An element of play is essential to Ivul, the latest fable from exiled Brit director Andrew Kötting. The Ivuls are a French family of Russian extraction who live in secluded bliss in the Pyrenean countryside. A little too secluded, it turns out, judging from the growing attraction between siblings Alex (Jacob Auzanneau) and Freya (Adélaïde Leroux). When the pair's overbearing papa (Jean-Luc Bideau) finds them in a compromising position - the consequence of a relatively innocent parlour game involving Alex blowing raspberries on Freya's stomach - the son is banished. "Get off my land," pop commands: words Alex takes quite literally, scaling the walls of the family home and vowing never to come down again, instead manoeuvring his way through the surrounding tree branches and rummaging through bins to find food and materials for shelter.
The film is thus an extension of that childhood game - referenced in the opening compilation of archived pastimes - in which players strive to keep themselves off the ground by whatever means for as long as they possibly can: the type of pursuit that can manifest itself in later life as a penchant for free running. It's certainly a fully physical performance from young Auzanneau, who uses Kötting's narrative framework as an opportunity for his own personal, eco-friendly high-wire act: part Philippe Petit, part Swampy. In a week without an obvious blockbuster, Ivul might be as close as the cinema gets to an action movie, the camera zooming in whenever it looks as though Alex's feet might touch la terre.

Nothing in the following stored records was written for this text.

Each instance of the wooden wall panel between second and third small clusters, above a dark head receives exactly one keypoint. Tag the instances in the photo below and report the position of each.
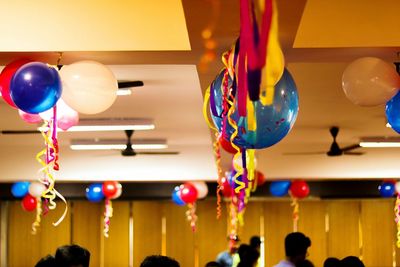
(147, 233)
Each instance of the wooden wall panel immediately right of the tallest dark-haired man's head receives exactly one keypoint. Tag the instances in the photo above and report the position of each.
(312, 224)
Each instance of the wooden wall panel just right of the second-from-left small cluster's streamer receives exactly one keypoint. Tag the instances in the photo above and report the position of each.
(116, 246)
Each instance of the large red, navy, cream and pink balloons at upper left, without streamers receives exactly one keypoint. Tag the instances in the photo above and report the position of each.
(33, 88)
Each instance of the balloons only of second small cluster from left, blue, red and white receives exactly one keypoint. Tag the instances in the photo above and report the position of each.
(98, 191)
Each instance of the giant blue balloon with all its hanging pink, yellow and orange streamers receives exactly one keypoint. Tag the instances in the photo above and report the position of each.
(253, 102)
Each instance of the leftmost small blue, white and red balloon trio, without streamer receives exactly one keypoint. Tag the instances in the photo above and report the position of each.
(29, 192)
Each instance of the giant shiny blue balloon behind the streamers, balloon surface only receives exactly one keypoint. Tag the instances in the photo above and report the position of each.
(273, 122)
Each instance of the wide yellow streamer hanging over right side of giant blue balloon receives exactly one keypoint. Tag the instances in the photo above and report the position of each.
(275, 63)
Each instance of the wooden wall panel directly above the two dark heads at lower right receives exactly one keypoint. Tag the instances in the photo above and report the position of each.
(343, 235)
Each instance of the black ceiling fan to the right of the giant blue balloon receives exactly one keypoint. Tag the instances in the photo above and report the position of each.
(334, 150)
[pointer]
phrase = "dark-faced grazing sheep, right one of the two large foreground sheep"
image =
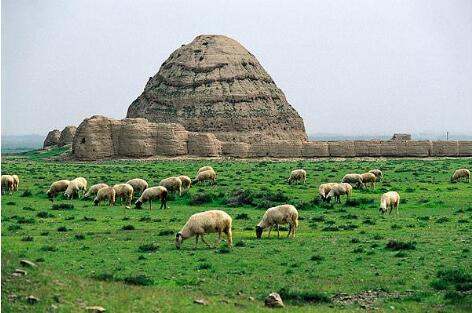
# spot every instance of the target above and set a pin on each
(282, 214)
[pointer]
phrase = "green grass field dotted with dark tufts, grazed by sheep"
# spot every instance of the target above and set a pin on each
(126, 260)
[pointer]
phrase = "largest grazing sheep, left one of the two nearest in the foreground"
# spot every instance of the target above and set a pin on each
(200, 224)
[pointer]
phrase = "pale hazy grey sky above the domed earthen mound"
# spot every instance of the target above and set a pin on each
(348, 67)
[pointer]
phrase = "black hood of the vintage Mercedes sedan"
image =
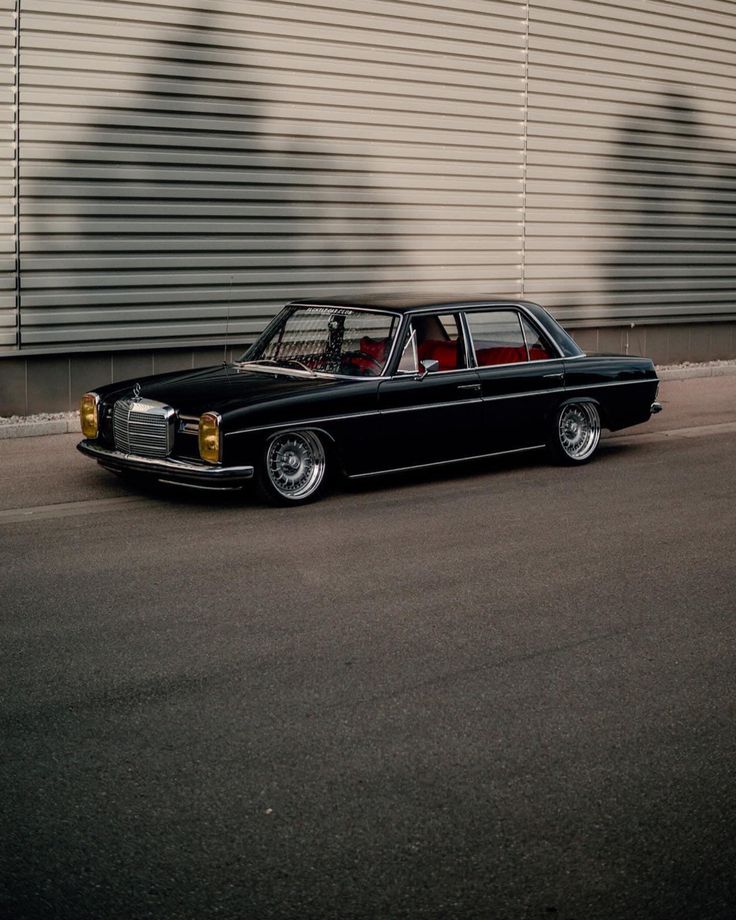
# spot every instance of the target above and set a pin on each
(225, 387)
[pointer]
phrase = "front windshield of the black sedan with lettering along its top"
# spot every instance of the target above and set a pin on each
(333, 340)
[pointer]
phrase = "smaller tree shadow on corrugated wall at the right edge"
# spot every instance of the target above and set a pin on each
(677, 258)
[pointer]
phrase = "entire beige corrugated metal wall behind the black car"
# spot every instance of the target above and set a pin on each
(186, 161)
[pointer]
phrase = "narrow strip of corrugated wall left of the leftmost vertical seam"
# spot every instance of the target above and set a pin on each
(8, 198)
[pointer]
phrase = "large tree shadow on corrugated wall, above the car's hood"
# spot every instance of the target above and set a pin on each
(182, 208)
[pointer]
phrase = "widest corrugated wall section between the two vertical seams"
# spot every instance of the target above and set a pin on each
(183, 161)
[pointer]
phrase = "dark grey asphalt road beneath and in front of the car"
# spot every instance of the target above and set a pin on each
(505, 691)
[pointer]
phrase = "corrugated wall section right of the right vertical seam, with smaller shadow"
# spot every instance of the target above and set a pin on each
(631, 179)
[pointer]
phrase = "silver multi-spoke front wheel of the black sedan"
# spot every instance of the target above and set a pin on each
(294, 468)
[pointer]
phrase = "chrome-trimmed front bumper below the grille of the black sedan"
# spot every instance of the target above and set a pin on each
(168, 469)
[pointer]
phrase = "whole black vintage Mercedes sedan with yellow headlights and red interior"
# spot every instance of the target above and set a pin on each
(357, 389)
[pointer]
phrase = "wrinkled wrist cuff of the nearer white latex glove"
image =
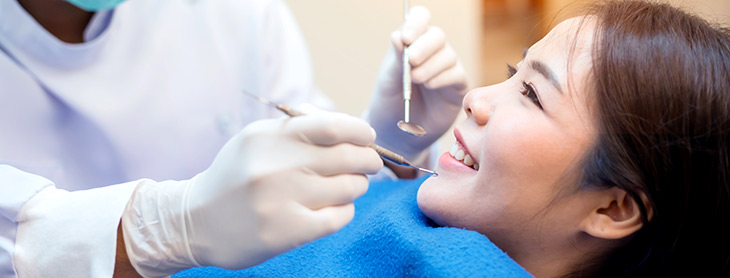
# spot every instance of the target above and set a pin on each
(154, 227)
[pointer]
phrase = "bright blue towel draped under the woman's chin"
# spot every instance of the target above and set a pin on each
(389, 237)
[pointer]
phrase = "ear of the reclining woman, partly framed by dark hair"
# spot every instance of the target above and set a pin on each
(616, 215)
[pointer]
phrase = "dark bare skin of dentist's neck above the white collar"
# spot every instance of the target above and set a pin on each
(62, 19)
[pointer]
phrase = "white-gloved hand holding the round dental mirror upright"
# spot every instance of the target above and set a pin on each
(439, 84)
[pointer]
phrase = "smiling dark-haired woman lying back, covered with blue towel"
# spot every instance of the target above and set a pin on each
(605, 153)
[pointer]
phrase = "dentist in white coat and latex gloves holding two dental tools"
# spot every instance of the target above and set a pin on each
(128, 148)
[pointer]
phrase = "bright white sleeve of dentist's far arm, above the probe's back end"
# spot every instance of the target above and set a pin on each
(286, 64)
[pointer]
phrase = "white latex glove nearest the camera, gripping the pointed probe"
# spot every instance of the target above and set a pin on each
(276, 185)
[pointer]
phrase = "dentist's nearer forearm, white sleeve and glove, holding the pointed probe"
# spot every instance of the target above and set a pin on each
(274, 186)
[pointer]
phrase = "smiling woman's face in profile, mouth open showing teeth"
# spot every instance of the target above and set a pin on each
(526, 135)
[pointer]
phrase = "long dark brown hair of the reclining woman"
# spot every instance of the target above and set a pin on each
(661, 87)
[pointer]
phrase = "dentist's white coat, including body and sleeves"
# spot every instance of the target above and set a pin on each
(153, 93)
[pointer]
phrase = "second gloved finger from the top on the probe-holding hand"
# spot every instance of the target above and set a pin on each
(345, 159)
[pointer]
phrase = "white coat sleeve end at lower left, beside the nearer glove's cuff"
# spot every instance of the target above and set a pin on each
(49, 232)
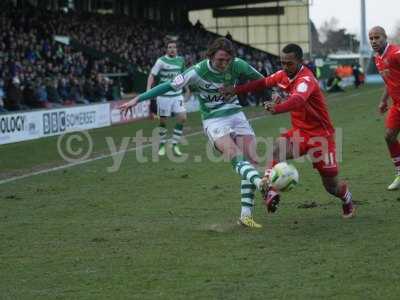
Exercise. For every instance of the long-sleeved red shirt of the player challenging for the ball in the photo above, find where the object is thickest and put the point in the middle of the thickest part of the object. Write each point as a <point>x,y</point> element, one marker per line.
<point>312,116</point>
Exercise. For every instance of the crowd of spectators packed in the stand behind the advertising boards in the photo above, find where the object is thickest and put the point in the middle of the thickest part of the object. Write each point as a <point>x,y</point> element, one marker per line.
<point>36,71</point>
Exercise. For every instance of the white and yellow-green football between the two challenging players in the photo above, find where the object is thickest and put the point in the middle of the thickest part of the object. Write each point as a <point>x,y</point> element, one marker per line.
<point>284,177</point>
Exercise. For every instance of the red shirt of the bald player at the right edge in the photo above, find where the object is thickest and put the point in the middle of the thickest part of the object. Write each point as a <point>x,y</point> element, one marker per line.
<point>388,65</point>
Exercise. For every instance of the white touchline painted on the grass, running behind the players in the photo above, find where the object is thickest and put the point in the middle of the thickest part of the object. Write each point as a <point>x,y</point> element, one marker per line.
<point>70,165</point>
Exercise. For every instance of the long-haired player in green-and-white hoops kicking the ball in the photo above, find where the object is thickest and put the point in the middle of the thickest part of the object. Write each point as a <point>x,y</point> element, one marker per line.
<point>224,123</point>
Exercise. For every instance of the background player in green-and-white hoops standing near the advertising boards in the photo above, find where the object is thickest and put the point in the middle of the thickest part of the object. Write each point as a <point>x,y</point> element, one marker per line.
<point>165,69</point>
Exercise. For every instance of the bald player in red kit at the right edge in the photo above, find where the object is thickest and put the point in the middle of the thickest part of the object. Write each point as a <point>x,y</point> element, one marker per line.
<point>387,60</point>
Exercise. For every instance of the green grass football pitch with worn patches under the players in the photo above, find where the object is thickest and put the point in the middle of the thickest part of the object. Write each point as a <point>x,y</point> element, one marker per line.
<point>167,230</point>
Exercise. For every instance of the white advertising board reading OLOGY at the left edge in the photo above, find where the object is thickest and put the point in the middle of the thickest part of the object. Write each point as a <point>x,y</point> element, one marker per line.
<point>18,127</point>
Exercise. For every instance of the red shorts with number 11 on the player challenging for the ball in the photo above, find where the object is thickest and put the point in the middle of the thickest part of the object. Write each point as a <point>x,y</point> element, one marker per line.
<point>321,150</point>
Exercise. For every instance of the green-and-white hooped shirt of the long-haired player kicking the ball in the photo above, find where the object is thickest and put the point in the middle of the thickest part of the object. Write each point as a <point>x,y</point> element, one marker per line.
<point>206,81</point>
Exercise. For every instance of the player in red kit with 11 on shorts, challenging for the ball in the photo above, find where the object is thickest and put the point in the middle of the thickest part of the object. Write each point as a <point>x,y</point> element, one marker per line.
<point>312,132</point>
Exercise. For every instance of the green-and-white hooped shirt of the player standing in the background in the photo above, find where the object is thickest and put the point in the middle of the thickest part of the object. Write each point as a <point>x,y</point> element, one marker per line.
<point>167,68</point>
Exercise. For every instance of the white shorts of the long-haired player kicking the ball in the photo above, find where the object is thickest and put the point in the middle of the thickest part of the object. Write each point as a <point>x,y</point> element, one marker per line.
<point>233,125</point>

By inserting reversed and accelerated stock footage, Kötting teases out the thematic implications of such a game: the idea of a Fall, in particular, with Alex as the figure cast out from an earthly paradise for succumbing to his desires. (Lest we forget, Kötting's daughter - and co-star in his earlier film Gallivant - was christened Eden.) With his mane of white hair and bluff-to-commanding demeanour, Bideau could well pass for a God (or for the round-bellied financiers who've sent Kötting himself on the run) - though he, too, is eventually obliged to revert to an infantilised state, being spoonfed babyfood after falling victim of a stroke; the second half makes great play out of the fact the patriarch ends up locked in (inside his own body), where his heir has been locked out.

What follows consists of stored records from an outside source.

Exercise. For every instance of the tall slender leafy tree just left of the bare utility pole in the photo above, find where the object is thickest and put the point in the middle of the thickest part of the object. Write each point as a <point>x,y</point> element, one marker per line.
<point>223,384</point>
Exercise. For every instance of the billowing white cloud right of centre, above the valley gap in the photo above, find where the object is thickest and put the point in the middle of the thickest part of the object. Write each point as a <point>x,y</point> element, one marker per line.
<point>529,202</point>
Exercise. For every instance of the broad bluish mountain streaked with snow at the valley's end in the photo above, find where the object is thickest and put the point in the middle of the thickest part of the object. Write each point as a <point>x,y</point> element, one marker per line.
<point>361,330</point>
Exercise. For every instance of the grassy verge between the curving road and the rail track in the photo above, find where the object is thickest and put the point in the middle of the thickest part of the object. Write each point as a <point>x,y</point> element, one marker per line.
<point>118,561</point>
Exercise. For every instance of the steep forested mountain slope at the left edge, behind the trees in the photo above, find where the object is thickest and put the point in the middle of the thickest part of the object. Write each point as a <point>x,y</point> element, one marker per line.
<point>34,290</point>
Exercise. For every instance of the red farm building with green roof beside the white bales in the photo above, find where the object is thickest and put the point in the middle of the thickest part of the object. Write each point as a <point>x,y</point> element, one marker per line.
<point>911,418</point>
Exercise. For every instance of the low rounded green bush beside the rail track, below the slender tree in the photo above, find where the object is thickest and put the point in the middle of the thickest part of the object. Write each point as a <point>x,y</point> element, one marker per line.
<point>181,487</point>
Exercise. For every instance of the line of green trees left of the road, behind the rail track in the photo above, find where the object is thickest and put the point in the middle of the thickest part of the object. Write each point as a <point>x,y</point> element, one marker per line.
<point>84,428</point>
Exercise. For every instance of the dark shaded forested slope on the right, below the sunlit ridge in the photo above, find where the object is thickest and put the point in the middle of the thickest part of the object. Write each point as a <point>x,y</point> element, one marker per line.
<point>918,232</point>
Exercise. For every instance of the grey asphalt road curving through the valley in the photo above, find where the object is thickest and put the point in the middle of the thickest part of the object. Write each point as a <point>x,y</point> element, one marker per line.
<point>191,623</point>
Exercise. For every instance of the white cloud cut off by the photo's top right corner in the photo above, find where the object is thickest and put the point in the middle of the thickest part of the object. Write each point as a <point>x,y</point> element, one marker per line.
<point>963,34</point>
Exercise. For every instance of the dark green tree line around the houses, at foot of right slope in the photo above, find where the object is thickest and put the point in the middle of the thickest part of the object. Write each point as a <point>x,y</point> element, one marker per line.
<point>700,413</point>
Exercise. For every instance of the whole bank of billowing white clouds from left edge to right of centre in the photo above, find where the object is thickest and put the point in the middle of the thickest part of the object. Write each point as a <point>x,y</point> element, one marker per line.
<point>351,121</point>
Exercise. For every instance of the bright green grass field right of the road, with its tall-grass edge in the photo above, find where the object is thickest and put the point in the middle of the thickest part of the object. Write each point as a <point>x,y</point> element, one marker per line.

Kötting, of course, is not the only British filmmaker to have obliquely dramatised the state of exile they've found themselves in: the heroine of Peter Strickland's Katalin Varga, from last year, was driven from her community and harried and harassed across the Carpathian mountains, left in an untenable position. As avatars for directors out of favour go, however, Alex seems a sturdier and more resourceful sort; up until Ivul's last-reel inferno - Kötting turning the screen over to hellfire - this bizarro, highly textured effort makes going off the map appear really rather fun.
Ivul is available on DVD from Monday.